Türkiye; emperyalist tehdit ile karşı karşıyadır

Türk askerinin başına çuval geçirilmesi, Eşref Bitlis Paşa'nın öldürülmesi, Ergenekon ve Balyoz kumpasları ile Türk Ordusunun kafese sokulması ve nihayet 15 Temmuz gecesi ile devam eden darbe teşebbüsündeki aktörler, aynı mihraklarca yönetilen CIA, MOSSAD, PKK, IŞİD, PYD ve Paralel Devlet Yapılanması'dır.
Türkiye; lokal ve lokal olmayan tehlikeli bir emperyalist tehdit ile karşı karşıyadır.
Bu tehdit Türk Ordusu, Türk Polisi ve Türk Milletince bertaraf edilmiş ise de, emperyalist çetelerin Türkiye’deki ve dışarıdaki operasyonel güçlerini tamamen kaybetmesi için sonuna kadar mücadele edilmelidir.
Yeni dönemde kamu çalışanları için liyakat ve ehliyet esas alınmalı, torpil müessesesi tarihe gömülmeli ve anayasamızın 2., 3., 4. maddeleri ortak paydasında uzlaşma sağlanmalıdır. Önder Gülbahar

 

Terör Kamışlı’da

Önceki gün Suriye'nin Haseke iline bağlı Kamışlı ilçesinde IŞİD’in bomba yüklü aracı infilak ettirerek gerçekleştirildiği terör saldırısında en az 100’yakın insan hayatını kaybetti. Patlamanın şiddeti ile Nusaybin'de birçok ev ve işyerinin camları kırıldı, 2 kişi yaralandı. IŞİD’in vahşi terör saldırısını lanetliyoruz. Ölenlere rahmet diliyoruz.

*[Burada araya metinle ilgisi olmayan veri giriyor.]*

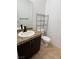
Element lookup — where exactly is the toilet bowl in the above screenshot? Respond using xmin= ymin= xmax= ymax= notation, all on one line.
xmin=41 ymin=36 xmax=51 ymax=46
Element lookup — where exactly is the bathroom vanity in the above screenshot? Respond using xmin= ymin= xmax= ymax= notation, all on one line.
xmin=17 ymin=30 xmax=42 ymax=59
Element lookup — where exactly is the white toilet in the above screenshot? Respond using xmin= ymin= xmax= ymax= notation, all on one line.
xmin=37 ymin=28 xmax=51 ymax=46
xmin=41 ymin=36 xmax=51 ymax=47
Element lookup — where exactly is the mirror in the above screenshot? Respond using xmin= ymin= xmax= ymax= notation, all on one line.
xmin=17 ymin=0 xmax=33 ymax=28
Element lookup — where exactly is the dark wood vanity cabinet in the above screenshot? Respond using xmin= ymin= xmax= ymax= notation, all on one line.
xmin=17 ymin=36 xmax=41 ymax=59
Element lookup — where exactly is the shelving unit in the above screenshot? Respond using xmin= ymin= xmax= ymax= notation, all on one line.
xmin=36 ymin=13 xmax=49 ymax=35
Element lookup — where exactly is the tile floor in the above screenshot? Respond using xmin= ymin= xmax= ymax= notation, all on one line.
xmin=31 ymin=43 xmax=61 ymax=59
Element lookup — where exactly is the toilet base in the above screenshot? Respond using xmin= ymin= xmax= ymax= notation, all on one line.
xmin=41 ymin=39 xmax=49 ymax=47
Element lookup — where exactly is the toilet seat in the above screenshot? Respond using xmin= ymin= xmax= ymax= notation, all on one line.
xmin=41 ymin=36 xmax=50 ymax=42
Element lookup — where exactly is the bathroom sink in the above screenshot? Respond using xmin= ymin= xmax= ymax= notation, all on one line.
xmin=18 ymin=30 xmax=35 ymax=37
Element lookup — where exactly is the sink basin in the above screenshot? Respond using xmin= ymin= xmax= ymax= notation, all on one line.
xmin=18 ymin=30 xmax=35 ymax=37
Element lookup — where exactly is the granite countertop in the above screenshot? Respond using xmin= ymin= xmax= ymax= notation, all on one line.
xmin=17 ymin=30 xmax=42 ymax=46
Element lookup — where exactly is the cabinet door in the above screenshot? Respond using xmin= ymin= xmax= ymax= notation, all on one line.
xmin=30 ymin=36 xmax=41 ymax=55
xmin=17 ymin=41 xmax=31 ymax=59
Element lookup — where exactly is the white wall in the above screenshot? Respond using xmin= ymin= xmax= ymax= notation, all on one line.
xmin=17 ymin=0 xmax=33 ymax=28
xmin=31 ymin=0 xmax=47 ymax=30
xmin=45 ymin=0 xmax=61 ymax=48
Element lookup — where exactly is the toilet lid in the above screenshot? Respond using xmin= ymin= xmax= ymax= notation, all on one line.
xmin=41 ymin=36 xmax=51 ymax=42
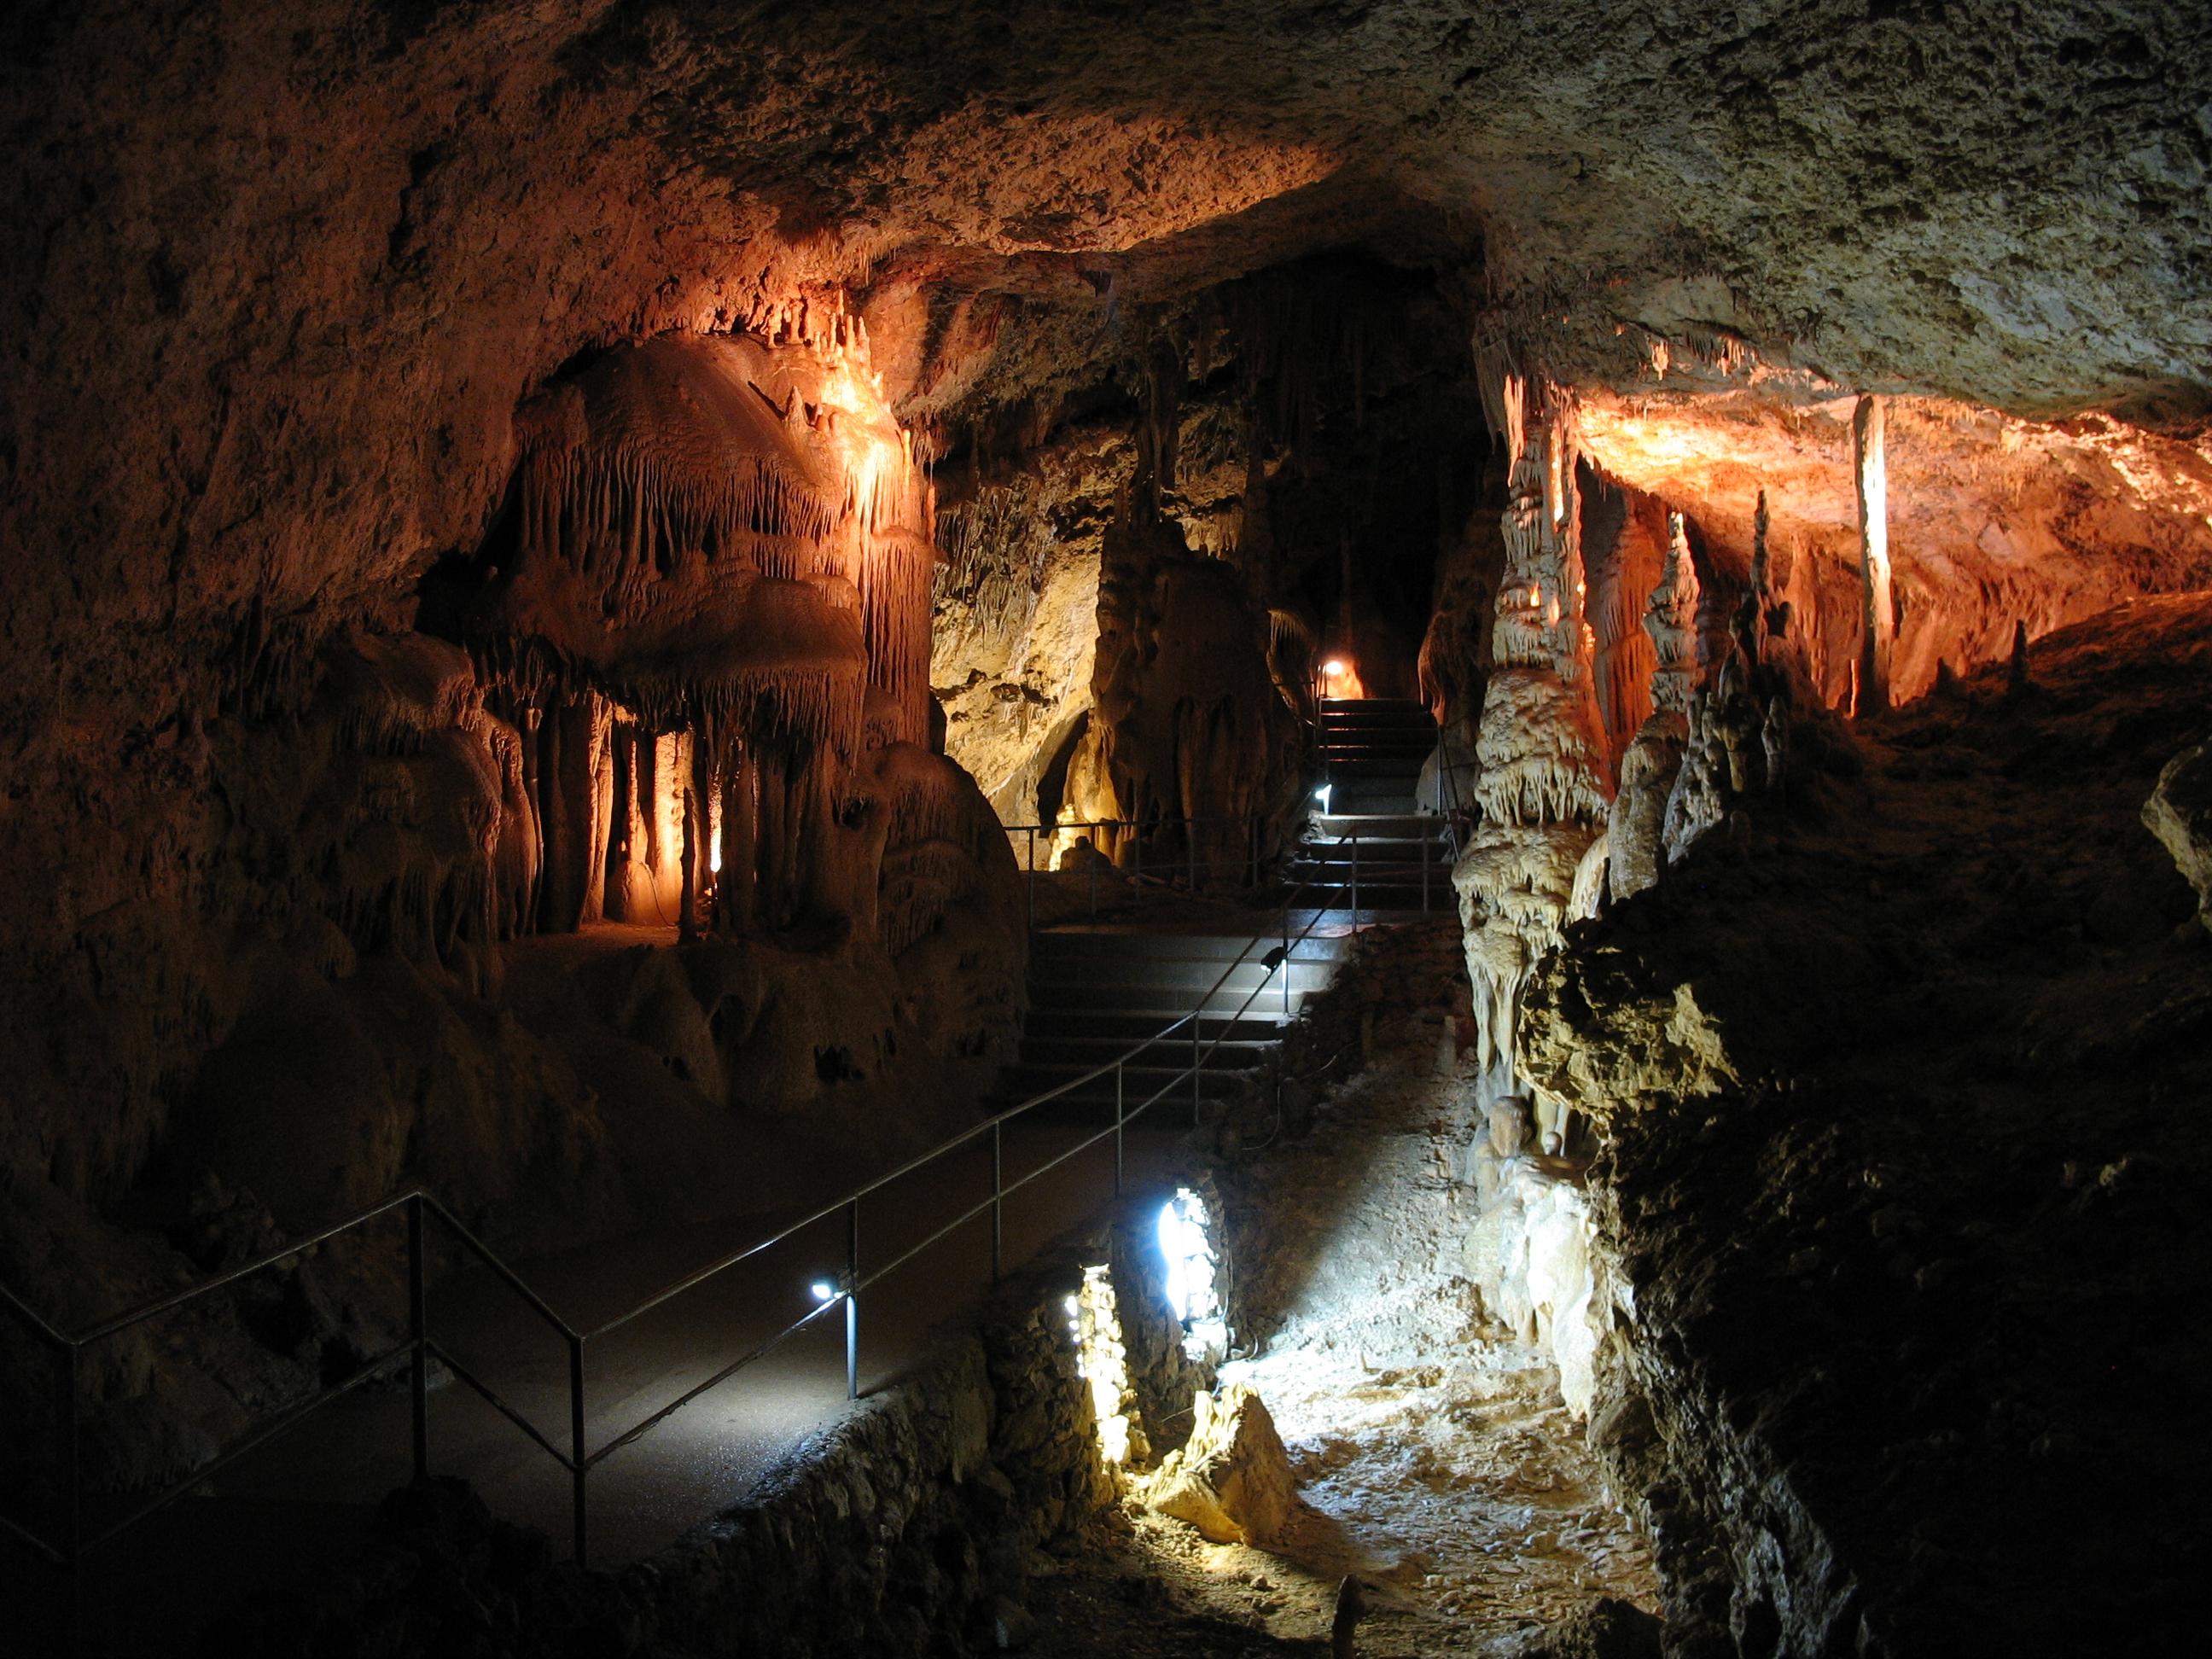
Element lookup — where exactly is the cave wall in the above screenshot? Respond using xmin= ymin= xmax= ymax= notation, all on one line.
xmin=5 ymin=3 xmax=2211 ymax=1642
xmin=1508 ymin=601 xmax=2212 ymax=1654
xmin=9 ymin=5 xmax=2204 ymax=1202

Terör saldırısında acı çeken yine masum insanlar oldu.

Hain terör adres tanımıyor.

 

Taraf oldu bertaraf

2077’de yayına başlayan 2010-11’de Genel Kurmay’dan paralelci askerler tarafından çalınan belgeleri ve bilgileri yayınlayan Taraf sözüm ona  “gazetecilik” yaptı.  Belge bilgi servisi kesilince gazetenin tirajı, karı düştü. Liberal solcu yazı işleri müdürü Ahmet Altan da  görevini yerine getirdiğine inanarak çekip gitti.

Taraf Resmi Gazete'de yayınlanan Kanun Hükmündeki Kararname ile önceki gün kapatıldı. 

Taraf bir dönem attığı manşetlerle siyasileri, hukuku yönlendiriyordu. Gazetecilikten çok Ergenekon, Balyoz davalarının sözcülüğüne soyunan Taraf kapanarak bertaraf oldu. 

Taraf geride hayatlarını kaybeden insanlar, yıkılan yuvalar, mağdurlar, gözyaşı ve utanç duyulacak gazetecilik örneği bıraktı.

Misyonunu başarıyla tamamladıktan sonra sınırlı sayıda okuru olan Taraf kapanma noktasına gelmişti zaten. OHAL tarafından kapatılması Taraf için ödül oldu.